The area was inhabited by members of the Nipmuc tribe at the time of European contact. The native people called the region Quinsigamond and built a settlement on Pakachoag Hill in Auburn.

In 1673, English settlers John Eliot and Daniel Gookin led an expedition to Quinsigamond to establish a new Christian Indian praying town and identify a new location for an English settlement. On July 13, 1674, Gookin obtained a deed to 8 sqmi of land in Quinsigamond from the Nipmuc people and English traders and settlers began to inhabit the region.

In 1675, King Philip's War broke out throughout New England with the Nipmuc Indians coming to the aid of Indian leader King Philip. The English settlers completely abandoned the Quinsigamond area and the empty buildings were burned by the Indian forces. The town was again abandoned during Queen Anne's War in 1702.

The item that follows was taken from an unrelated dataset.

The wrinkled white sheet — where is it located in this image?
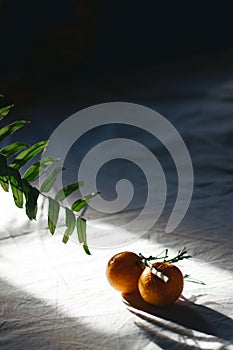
[0,56,233,350]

In 1713, Worcester was permanently resettled for a third and final time by Jonas Rice. Named after the city of Worcester, England, the town was incorporated on June 14, 1722.

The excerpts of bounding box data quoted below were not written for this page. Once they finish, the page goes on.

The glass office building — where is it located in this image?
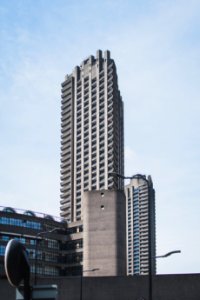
[0,207,82,276]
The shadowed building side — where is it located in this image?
[83,190,126,276]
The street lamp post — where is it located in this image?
[110,172,152,300]
[34,227,60,285]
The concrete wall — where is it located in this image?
[83,190,126,276]
[0,274,200,300]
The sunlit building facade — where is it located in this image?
[125,175,156,275]
[60,50,124,222]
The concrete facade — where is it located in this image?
[125,174,156,275]
[60,50,124,222]
[83,190,126,276]
[0,274,200,300]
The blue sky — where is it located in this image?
[0,0,200,273]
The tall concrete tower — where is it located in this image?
[125,175,156,275]
[60,50,124,222]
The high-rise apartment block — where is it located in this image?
[60,50,124,222]
[125,175,156,275]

On April 2, 1731, Worcester was chosen as the county seat of the newly founded Worcester County government. Between 1755 and 1758, future U.S. president John Adams worked as a schoolteacher and studied law in Worcester.

Worcester also had a role in the start of the American Revolution. On September 6, 1774, 4,622 militiamen from 37 towns in Worcester County assembled and marched on Main Street, Worcester; they sought to shut down the Crown's court before it could sit for a new session. The event was dubbed the Worcester Revolution, or the Worcester Revolt. Having seized the courthouse, the militiamen waited for the 25 appointees from the Crown to arrive, where they were denied entry and later forced to disavow their appointments by King George III. Bloodshed and violence was avoided, with no shots fired. British authority had been demonstrably overthrown in the American colonies for the first time.

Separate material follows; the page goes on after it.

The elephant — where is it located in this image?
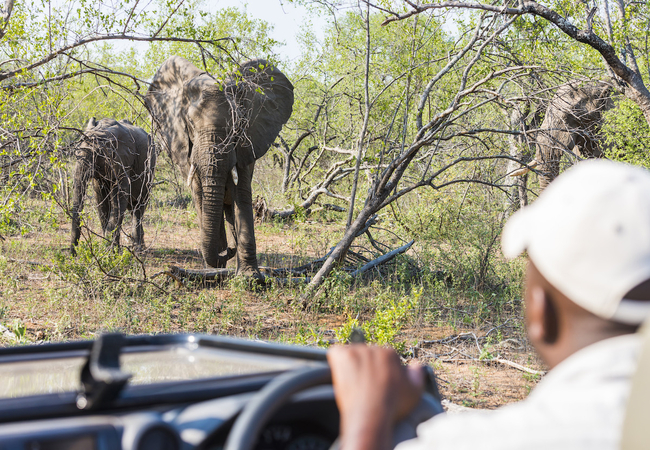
[70,117,156,255]
[511,83,614,189]
[145,56,294,278]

In the 1770s, Worcester became a center of American revolutionary activity. The Worcester Revolt on September 6, 1774, was an early successful attempt to throw off British rule. British General Thomas Gage was given information of patriot ammunition stockpiled in Worcester in 1775. That same year, Massachusetts Spy publisher Isaiah Thomas moved his radical newspaper out of British occupied Boston to Worcester. Thomas would continuously publish his paper throughout the American Revolutionary War. On July 14, 1776, Thomas performed the first public reading in Massachusetts of the Declaration of Independence from the porch of the Old South Church, where the 19th-century Worcester City Hall stands today. He would later go on to form the American Antiquarian Society in Worcester in 1812. During the years leading up to and through the American Revolution, Worcester was an important inland center of Patriot activity and organization. In 1755–1758, future U.S. president John Adams worked as a schoolteacher in Worcester while studying law, an experience that helped shape his later views on education and self-government.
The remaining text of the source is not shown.